Tout le reste du temps, l’ensemble des joueurs agissent en professionnels aguerris. Ils appliquent leur partition sans fausse note, réagissent aux situations avec sang-froid, combattent chaque bataille avec méthode. La forme de Way of the gun s’inscrit dans la tradition du western sauvage (le no man’s land caniculaire entre USA et Mexique, la justice rendue de manière individuelle au gré des fusillades), avec une vénération particulière pour Butch Cassidy et le Kid auquel McQuarrie emprunte le nom de ses héros, et le lieu de son règlement de comptes final ; mais dans son déroulement, c’est à une implacable partie d’échecs à grande échelle que l’on assiste. Chaque décision est réfléchie, chaque action pensée sur le moyen terme, dans l’optique d’avoir au moins un coup d’avance. Seul maître à bord de son film, McQuarrie refuse d’y pratiquer l’altération de l’intelligence et des principes des protagonistes, au bénéficie d’une efficacité dramatique basique et frauduleuse. Son Way of the gun ne cède à aucune facilité scénaristique. Au contraire il opte pour la confection de longues séquences ambitieuses, à la tension aiguisée, maintenue sur la durée par les multiples relances que représentent les manœuvres des personnages – revirements tactiques, assauts soudains, prises à revers, etc. L’application précise de cette méthode offre au film deux scènes d’exception, le kidnapping inaugural et l’affrontement terminal.

Créatifs et captivants dans leurs péripéties, ces deux sommets sont en plus renforcés par l’excellente maîtrise visuelle démontrée par McQuarrie.
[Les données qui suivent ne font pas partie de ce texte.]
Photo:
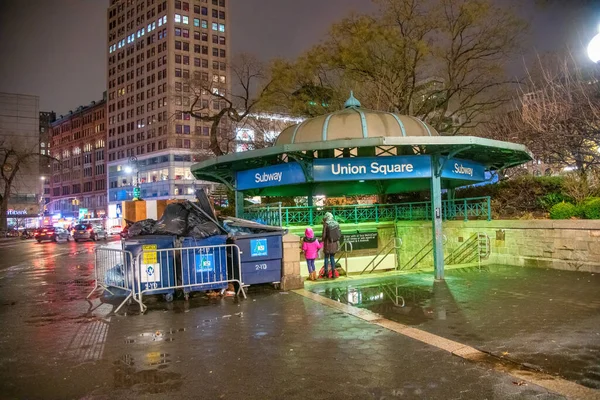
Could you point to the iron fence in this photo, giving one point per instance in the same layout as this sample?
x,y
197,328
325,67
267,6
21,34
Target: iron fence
x,y
465,209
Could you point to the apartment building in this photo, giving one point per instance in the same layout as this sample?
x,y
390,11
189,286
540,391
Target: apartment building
x,y
155,48
46,119
78,180
19,131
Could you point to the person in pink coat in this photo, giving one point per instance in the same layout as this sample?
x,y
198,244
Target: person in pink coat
x,y
310,247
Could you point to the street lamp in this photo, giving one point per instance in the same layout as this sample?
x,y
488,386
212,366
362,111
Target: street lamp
x,y
594,48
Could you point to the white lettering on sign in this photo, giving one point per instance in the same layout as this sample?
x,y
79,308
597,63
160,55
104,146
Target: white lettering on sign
x,y
10,211
339,169
264,177
388,169
375,168
459,169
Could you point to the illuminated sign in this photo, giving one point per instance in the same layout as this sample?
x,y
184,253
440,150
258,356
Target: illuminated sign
x,y
372,168
276,175
359,169
16,212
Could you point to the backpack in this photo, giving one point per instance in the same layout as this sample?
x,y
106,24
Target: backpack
x,y
334,235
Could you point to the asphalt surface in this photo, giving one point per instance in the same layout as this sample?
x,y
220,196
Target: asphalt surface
x,y
275,345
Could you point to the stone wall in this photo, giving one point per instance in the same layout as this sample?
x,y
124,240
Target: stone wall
x,y
564,244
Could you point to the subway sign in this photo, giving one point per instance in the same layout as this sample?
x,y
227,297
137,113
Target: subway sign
x,y
359,169
275,175
371,168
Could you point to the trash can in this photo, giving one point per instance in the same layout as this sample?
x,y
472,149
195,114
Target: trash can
x,y
156,273
202,267
260,259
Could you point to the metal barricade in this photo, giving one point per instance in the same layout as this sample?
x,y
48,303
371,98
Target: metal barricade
x,y
113,268
189,268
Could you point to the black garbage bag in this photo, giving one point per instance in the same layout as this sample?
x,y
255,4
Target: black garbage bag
x,y
200,227
144,227
174,221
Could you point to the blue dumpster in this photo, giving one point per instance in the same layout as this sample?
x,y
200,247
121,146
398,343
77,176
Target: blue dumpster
x,y
261,257
156,273
201,267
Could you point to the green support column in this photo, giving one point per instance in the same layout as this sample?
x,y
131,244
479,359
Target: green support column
x,y
436,217
239,204
451,204
310,207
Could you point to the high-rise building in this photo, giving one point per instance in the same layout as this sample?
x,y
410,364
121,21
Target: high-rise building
x,y
19,132
78,179
155,48
46,119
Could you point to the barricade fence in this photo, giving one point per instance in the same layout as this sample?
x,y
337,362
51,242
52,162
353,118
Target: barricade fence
x,y
162,271
113,268
201,268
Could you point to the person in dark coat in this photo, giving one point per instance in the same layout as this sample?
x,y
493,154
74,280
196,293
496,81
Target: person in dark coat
x,y
330,237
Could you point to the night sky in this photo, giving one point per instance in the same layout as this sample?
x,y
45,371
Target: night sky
x,y
56,49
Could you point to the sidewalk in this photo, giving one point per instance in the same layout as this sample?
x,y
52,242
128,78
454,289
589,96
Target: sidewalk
x,y
271,346
274,345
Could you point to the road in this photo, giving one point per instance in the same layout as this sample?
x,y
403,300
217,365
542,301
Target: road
x,y
275,345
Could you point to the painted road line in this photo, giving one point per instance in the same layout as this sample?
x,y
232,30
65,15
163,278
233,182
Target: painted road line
x,y
552,383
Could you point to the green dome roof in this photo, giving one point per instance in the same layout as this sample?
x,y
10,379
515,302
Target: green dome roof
x,y
354,122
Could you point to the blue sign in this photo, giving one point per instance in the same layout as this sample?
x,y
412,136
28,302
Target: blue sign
x,y
463,169
370,168
258,247
205,262
275,175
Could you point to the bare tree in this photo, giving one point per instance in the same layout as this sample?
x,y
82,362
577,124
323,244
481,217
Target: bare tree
x,y
560,116
442,61
211,100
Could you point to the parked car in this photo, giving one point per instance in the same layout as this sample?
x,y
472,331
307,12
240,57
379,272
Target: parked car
x,y
52,234
115,230
89,232
125,232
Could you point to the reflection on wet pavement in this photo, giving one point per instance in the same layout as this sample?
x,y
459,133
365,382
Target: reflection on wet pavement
x,y
56,344
544,319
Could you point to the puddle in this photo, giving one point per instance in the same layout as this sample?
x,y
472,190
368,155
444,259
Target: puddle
x,y
149,381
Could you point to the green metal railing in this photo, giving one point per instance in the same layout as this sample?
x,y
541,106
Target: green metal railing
x,y
470,208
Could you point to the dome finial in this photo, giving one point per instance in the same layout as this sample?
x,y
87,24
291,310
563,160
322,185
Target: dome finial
x,y
352,101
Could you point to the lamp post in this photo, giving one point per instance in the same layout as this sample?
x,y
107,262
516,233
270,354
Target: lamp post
x,y
593,49
133,163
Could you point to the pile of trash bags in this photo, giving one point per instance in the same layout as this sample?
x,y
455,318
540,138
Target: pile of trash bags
x,y
197,220
179,219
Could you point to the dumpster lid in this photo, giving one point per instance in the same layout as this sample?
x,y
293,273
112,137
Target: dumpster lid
x,y
249,227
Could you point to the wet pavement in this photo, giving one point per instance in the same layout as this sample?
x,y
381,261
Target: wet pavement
x,y
546,320
56,345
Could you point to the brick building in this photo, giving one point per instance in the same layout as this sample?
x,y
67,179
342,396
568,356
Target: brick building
x,y
78,180
154,48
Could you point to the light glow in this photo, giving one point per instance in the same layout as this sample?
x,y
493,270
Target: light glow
x,y
594,48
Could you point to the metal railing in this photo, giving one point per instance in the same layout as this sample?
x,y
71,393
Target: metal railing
x,y
162,271
465,209
394,244
114,269
344,254
476,248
Son découpage à la fois limpide et incisif est le prolongement idéal de ses idées de scénario, prouvant qu’il est un géomètre aussi efficace et impitoyable dans l’espace que sur le papier. Ce don et ce goût pour l’élaboration très fine de situations complexes ont toutefois leur (petit) revers : l’intrigue dans son ensemble et le développement des personnages passent au second plan. McQuarrie délaissait déjà ces aspects dans Usual suspects, mais cela s’y voyait moins en raison de la structure en flashback morcelé et de la qualité ludique du jeu du « Qui est Keyser Söze ? ». Way of the gun se veut plus direct, il y gagne (à plusieurs reprises on prend de plein fouet une violence physique brute, et qui va en s’avivant – cf. la scène des bris de verre dans le final) mais en paie aussi le prix. La part du récit assurant la liaison entre les deux morceaux de bravoure n’a pas de réelle force en soi ; par ailleurs, à force d’accumuler les seconds couteaux, le film prend le risque de fondre les protagonistes de premier plan dans la masse, et de rogner ainsi leur aura. On s’attache moins à eux qu’on ne le pourrait. Qui sait, maintenant qu’il est de retour dans le circuit, McQuarrie réussira peut-être dans un prochain film à relever son intelligence d’une pincée d’émotion. C’est tout ce qui lui manque.